Acknowledging emotions is something I’ve avoided. Unless it was joy or positive emotions, I avoided it like the plague. My whole life I’ve wanted to be a joyful, optimistic person. I’m not saying I’m not those things now, but I’ve realized something. I’ve realized that as humans we are allowed to experience emotions of all kinds. It’s how we deal with them that matters.
I’ve also realized, God has emotions. If you read through the Old Testament you will see it. A few years ago, I felt God wanted me to read through the Old Testament. These books of the Bible are not easy to read, but I thought, why not try. As I read through the books, I saw the emotions God experienced and expressed. The light bulb went off and I finally began my process of dealing with all emotions.

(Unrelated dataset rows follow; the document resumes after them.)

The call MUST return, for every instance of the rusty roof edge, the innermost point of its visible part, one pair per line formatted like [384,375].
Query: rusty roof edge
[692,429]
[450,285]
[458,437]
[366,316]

I used to try to stuff emotions. I would use exercise as a way to run from them literally and figuratively. I now use exercise as an additional way to sort through my emotions. I journal and sit with God to acknowledge what I’m feeling and then go for a run (usually near the ocean) to seal the deal. A counselor of mine told me that if I acknowledge an emotion, I won’t sit in that emotion forever. She was right! I am actually able to deal with it in a fairly quick time frame and continue on. For some reason I used to think that if I acknowledged a negative emotion I would be stuck in it. Not true! It passes as I deal with it and I am able to go back to my joyful self. Praise Jesus!
2020 has been an exceptionally hard year for all of us. This year alone I’ve cried more than I have in my entire life. This may be because I am finally letting myself feel. I’m doing it the healthy way by crying when I need to cry, laughing when I need to laugh, being angry or frustrated when I need to be, and being ok with not being ok all the time.
I’m on a continuous journey to be the best and healthiest version of myself. It’s not easy and it doesn’t always look pretty, but it’s worth it. My goal in life is to be the woman God created me to be, and in these moments of pain and hardship, I turn to Jesus and seek his face and he reminds me who and whose I am. I am forever his. He is always with me. He will never leave me. He is constantly reminding me of this and as humans we need this constant reminder. We get inside our heads too much and often forget.
God is with you. He wants to be the one you turn to in times of uncertainty. In times where you don’t know how or what to feel. Times you have so many emotions you don’t know what to do with yourself. He will be your comfort. He will bring you back to yourself. He will restore and make you whole.